L'ambassadeur russe à l'ONU Vitaly Tchourkine s'est néanmoins dit optimiste quant à l'approbation par le Conseil de sécurité des Nations unies d'un projet de résolution officialisant le cessez-le-feu entre Moscou et Tbilissi, négocié par Nicolas Sarkozy. Ce dernier s'est, de son côté, entretenu de la crise en Géorgie avec les chefs des gouvernements polonais, italien et britannique, Donald Tusk, Silvio Berlusconi et Gordon Brown.

La visite de Mme Rice à Tbilissi, qui s'y était déjà rendue les 9-10 juillet, s'inscrit dans un contexte de fortes tensions américano-russes que devrait contribuer à accroître l'accord conclu jeudi soir sur l'implantation en Pologne d'éléments du bouclier antimissile américain.

Illustration de la fermeté affichée par Washington envers Moscou, le secrétaire américain à la Défense, Robert Gates, bien qu'il ait exclu le recours à une intervention militaire de son pays dans le conflit russo-géorgien, a averti que les relations américano-russes risquaient d'être affectées à long terme si les Russes ne changeaient pas d'attitude.

Pour la deuxième fois, l'armée américaine a annulé un exercice militaire qu'elle devait effectuer en commun avec la Russie, en raison du conflit russo-géorgien. Les Canadiens, qui devaient aussi y participer, à la fin du mois, ont pris une décision identique.

Quant aux autorités russes, elles ont continué à fustiger les Etats-Unis pour leur responsabilité présumée dans l'opération militaire géorgienne ayant déclenché les affrontements et les ont mis en garde contre tout soutien à Tbilissi qui risquerait d'aboutir à «la répétition du tragique scénario» de l'Ossétie du Sud.

Concernant la situation humanitaire en Géorgie, où l'accès aux zones ayant besoin d'une assistance ne s'est pas amélioré, le secrétaire général de l'ONU, Ban Ki-moon, s'est dit jeudi «extrêmement préoccupé».

Les Etats-Unis, de même que la France, ont, pour leur part, dépêché de nouveaux avions de transport chargés d'aide destinée aux victimes du conflit en Géorgie.

Toutefois, un haut responsable de l'armée russe s'est interrogé sur la nature réelle des chargements envoyés par Washington.
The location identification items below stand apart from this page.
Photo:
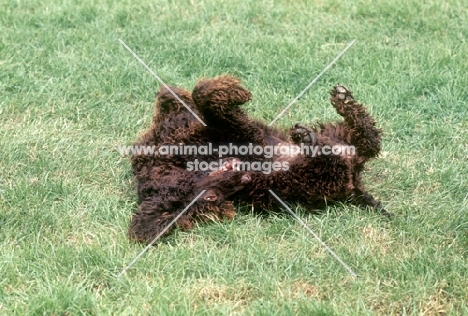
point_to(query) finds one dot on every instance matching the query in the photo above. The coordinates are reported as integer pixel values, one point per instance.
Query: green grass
(70, 94)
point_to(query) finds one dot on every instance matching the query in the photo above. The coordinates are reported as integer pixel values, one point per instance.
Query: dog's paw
(342, 93)
(301, 134)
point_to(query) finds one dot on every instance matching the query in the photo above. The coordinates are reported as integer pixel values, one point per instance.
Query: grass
(71, 94)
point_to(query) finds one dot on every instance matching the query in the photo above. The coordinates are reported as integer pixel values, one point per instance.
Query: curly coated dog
(166, 184)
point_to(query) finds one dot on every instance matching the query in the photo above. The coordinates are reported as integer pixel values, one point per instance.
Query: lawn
(71, 94)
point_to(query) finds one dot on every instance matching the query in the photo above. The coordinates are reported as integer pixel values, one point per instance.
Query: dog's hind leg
(359, 126)
(218, 100)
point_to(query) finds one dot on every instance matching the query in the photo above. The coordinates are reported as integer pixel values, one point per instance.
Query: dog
(167, 183)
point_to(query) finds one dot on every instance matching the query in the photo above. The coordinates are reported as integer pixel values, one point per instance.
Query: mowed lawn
(71, 94)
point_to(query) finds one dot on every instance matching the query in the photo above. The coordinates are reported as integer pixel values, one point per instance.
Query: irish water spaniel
(167, 183)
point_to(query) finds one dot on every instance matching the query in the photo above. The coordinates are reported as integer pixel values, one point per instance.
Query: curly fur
(166, 187)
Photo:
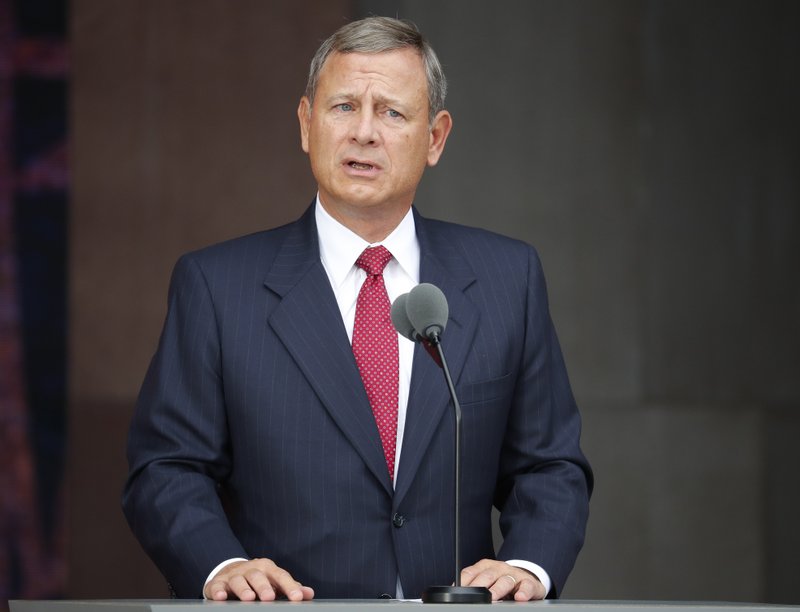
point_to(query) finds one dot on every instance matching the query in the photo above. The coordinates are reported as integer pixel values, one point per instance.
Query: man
(333, 455)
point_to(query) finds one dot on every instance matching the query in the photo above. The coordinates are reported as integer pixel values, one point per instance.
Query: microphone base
(452, 594)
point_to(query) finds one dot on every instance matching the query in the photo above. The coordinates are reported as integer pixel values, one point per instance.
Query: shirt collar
(339, 247)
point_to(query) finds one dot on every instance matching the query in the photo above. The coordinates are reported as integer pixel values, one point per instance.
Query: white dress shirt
(339, 248)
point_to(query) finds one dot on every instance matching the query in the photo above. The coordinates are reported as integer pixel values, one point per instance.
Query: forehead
(400, 71)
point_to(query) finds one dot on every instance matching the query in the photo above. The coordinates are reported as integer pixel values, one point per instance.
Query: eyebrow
(385, 100)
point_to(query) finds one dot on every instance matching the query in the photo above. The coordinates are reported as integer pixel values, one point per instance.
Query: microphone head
(400, 318)
(427, 310)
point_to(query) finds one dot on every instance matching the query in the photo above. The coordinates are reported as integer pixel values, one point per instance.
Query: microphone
(427, 310)
(421, 315)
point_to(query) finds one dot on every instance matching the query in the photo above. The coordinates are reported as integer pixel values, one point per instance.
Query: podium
(330, 605)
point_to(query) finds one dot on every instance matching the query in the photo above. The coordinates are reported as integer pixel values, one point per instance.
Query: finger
(261, 585)
(529, 590)
(216, 590)
(240, 587)
(284, 583)
(502, 586)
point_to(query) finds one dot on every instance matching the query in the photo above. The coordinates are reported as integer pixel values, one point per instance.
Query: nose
(365, 128)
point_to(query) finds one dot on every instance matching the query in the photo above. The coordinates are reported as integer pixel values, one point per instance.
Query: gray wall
(651, 152)
(648, 149)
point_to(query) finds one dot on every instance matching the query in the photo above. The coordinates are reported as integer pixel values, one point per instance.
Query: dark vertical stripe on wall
(33, 313)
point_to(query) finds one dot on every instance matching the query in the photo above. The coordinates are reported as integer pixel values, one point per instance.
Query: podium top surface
(321, 605)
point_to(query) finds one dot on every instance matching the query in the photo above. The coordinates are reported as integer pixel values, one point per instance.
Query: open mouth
(360, 165)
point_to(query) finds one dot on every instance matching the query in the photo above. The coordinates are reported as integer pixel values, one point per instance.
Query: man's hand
(503, 580)
(258, 579)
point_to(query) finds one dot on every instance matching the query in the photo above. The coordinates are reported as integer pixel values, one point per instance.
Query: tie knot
(373, 260)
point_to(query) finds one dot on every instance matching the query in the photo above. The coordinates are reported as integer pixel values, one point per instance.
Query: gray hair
(376, 35)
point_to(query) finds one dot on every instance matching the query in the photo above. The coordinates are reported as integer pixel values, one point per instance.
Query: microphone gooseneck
(421, 315)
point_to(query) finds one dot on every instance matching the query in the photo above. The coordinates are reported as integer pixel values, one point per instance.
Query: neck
(372, 226)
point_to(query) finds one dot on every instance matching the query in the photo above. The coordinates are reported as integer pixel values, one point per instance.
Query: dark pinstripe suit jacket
(253, 436)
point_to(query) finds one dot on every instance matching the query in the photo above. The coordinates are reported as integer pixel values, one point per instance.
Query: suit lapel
(309, 323)
(429, 399)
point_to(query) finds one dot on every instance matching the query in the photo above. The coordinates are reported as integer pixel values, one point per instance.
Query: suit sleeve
(545, 481)
(178, 444)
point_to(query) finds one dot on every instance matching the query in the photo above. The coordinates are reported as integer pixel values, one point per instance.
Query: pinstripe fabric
(254, 398)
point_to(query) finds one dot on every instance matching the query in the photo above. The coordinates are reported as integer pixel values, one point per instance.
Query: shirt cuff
(536, 570)
(217, 569)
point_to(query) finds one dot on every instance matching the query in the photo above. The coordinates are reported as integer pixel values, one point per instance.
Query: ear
(304, 115)
(442, 124)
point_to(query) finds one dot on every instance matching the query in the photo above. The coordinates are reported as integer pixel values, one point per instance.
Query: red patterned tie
(375, 348)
«Demandons à la partie américaine de nous convaincre que les cargaisons de ses avions de transport sont de l'aide humanitaire», s'est exclamé le chef adjoint d'état-major Anatoli Nogovitsyne. «Pourquoi ne pas lever le rideau sur ce qui est livré ? Nous, les Russes, cela nous inquiète», a-t-il ajouté.

Rare lueur d'espoir sur le terrain, l'ambassadeur de France à Tbilissi, Eric Fournier, a annoncé l'engagement de la Russie de retirer, au plus tard vendredi, ses militaires de Gori, dans le centre de la Géorgie.
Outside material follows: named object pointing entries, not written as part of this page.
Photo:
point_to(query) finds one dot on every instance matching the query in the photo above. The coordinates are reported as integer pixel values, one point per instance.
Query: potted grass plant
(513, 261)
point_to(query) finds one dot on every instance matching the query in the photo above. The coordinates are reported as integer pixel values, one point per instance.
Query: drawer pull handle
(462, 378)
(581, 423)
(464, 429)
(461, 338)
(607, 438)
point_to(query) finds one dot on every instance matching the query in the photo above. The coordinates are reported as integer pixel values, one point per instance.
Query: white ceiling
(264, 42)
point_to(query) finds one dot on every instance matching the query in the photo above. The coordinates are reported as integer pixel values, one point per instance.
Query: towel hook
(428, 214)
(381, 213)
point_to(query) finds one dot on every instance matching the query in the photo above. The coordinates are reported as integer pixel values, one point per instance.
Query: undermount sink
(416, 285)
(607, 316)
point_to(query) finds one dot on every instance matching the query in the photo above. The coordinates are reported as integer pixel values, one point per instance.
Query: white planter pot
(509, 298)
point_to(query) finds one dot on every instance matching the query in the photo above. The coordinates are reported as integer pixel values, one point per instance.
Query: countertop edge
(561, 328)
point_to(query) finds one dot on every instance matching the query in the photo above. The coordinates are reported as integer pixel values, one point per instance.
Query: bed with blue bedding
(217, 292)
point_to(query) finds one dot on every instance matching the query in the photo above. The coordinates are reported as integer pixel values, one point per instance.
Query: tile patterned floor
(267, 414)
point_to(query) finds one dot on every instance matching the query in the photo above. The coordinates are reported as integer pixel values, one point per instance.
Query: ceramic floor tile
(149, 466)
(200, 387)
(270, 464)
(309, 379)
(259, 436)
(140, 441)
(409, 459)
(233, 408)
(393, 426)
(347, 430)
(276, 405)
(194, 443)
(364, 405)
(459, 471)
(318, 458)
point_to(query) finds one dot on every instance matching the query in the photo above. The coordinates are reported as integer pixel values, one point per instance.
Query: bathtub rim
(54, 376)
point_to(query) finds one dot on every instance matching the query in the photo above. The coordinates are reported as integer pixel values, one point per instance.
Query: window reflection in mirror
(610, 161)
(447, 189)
Une série d'explosions avaient été entendues jeudi par un journaliste de l'AFP autour de cette ville, la principale à proximité de l'Ossétie du Sud.

Le commandement russe a déclaré mercredi que ses soldats resteraient deux jours dans la cité en vue d'assurer un transfert progressif de son contrôle aux forces de l'ordre géorgiennes.

Quant à l'Ukraine, également critiquée par Moscou pour son soutien à Tbilissi, elle a fait savoir jeudi que les navires de guerre russes partis de Sébastopol (péninsule ukrainienne de Crimée, sud) pour appuyer les «forces de paix» russes en Géorgie devraient demander une «autorisation» à Kiev afin de revenir à leur port d'attache.